Another dot in the blogosphere?

Curricular reduction is an oxymoron

Posted on: February 8, 2015

Thanks to a tweet from @ryantracey, I read this blog entry by @gregwhitby. The main issue that Whitby raised was:

It seems that whenever there is a need to change behaviours or address attitudes we look to the curriculum. Is this the role of a curriculum? Is it the responsibility of schools?

He concluded:

When there are vigorous calls to continually pare down the curriculum (similar to Singapore’s approach), why do we waste valuable time proposing ways of over-loading it?

In between, he raised good points of how schools could be providing just-in-time learning over just-in-case instruction as well as the role of parents in values-based education.

I was drawn to Whitby’s conclusion that briefly mentioned Singapore’s content and curricular reductions.

I was involved in one major curriculum reduction exercise here almost 20 years ago. The reason for this effort was to reduce instructional and assessment loads. This was also before our ICT Master Plans kicked off.

More recently, the reduction of curricula has happened to provide time and space for efforts like ICT integration and the infusion of less academic outcomes in order to nurture more holistic learners. At least, those are the official and administrative statements someone higher up in the hierarchy would make.

Any plan is only as good as its implementation. Fast forward to today and probably the most common complaint teachers still have is a lack of time to complete curricula. The situation is bad enough that the need for private tuition in Singapore continues to rise and the money thrown at this shadow schooling system might soon rival our official education budget.

Curricula may be reduced on paper, but the other initiatives that pushed out content in the first place now take disproportionately more time and effort. I have reflected on this phenomenon before, so I’ll not flog that horse [1] [2] [3] [4].

The quantity-oriented approach of curricular reduction without an accompanying increase in quality instruction and effective professional development of teachers is pointless. Nature abhors a vacuum and schools tend to fill up the time meant for innovation and reflection with traditional curricular endeavours.

When I meet with school leaders and middle managers, I ask them if they know what “curriculum” means.
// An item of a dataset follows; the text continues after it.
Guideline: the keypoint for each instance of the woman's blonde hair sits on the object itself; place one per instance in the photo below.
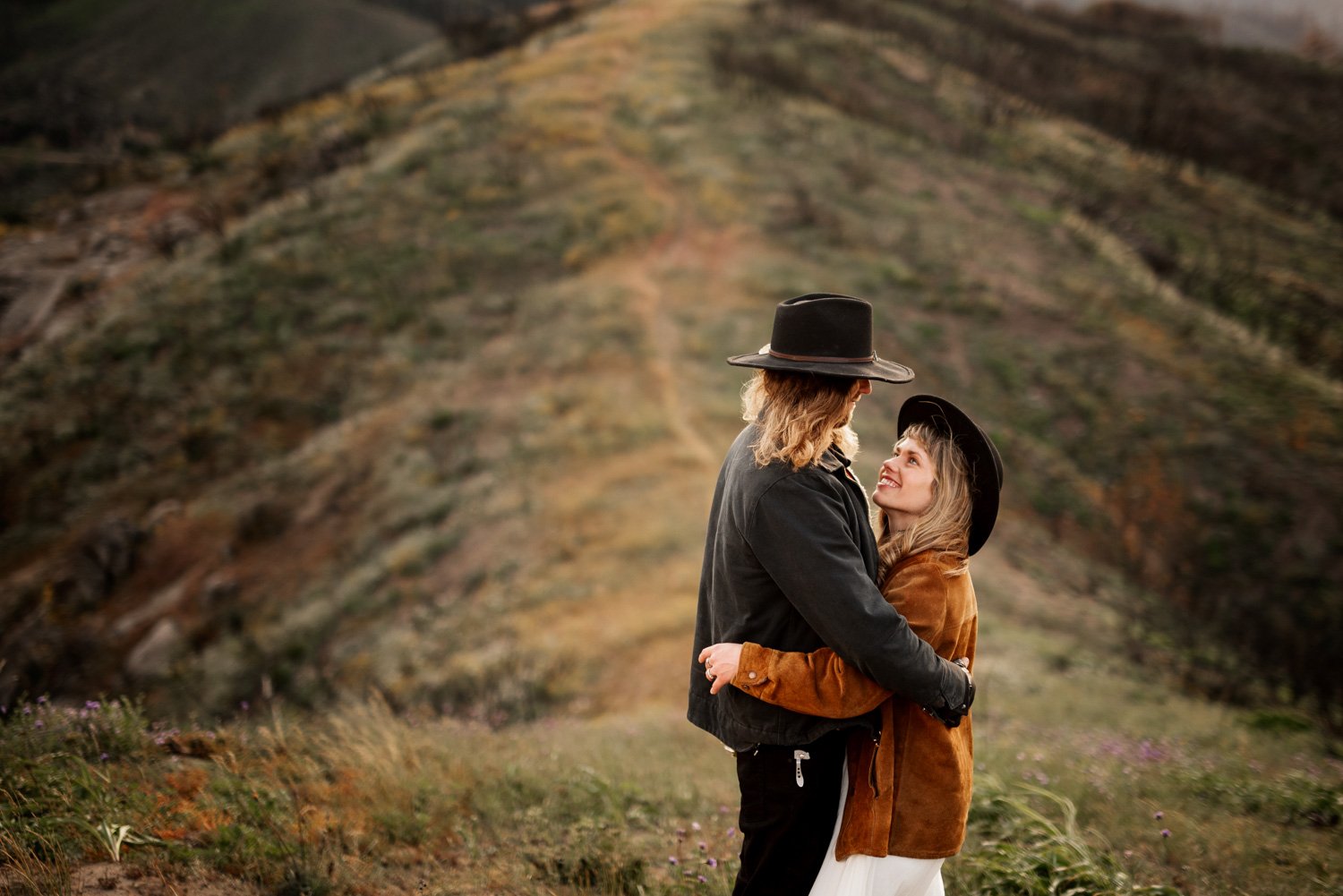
(800, 415)
(945, 525)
One of the Latin roots of “curriculum is “race”, as in foot race. The nature of curriculum is a race that teachers and students must complete within a limited time.

Content or curricular reductions do not work if the design remains a race: Limited time, same obstacles (or different ones that serve the same function of obstructing), single finish line.

If you were to take the pulse of stakeholders, I wager that you would detect the general feeling that there is so much more to learn today than there was in yesteryear. A content or curricular reduction seems counterintuitive. If there is more content, there should be more coverage in schools. The curricular race will then have more obstacles and twists and turns than before.

That is the wrong design solution to a misperceived problem. The problem is not the need to cover more content; it is to learn how to deal with more information that you can possibly learn. One solution is to think outside the curricular race course and focus more on thinking and just-in-time skills.

Curriculum then ceases to be relevant. The race is abandoned for something that resembles treks or personal journeys. Such paths have different start and end points and are not strict functions of time. Obstacles are natural and may or may not be anticipated.

This suggestion makes most politicians, policymakers, and administrators uneasy. Very little of this approach fits spreadsheets, Gantt charts, or statistical models. But if you realize that we will in a VUCA world, then we need VUCA strategies.

Curricular reduction is not only an oxymoron (it cannot happen by design and implementation), it is an old solution to a new problem. We do not need more of the same. We need something different.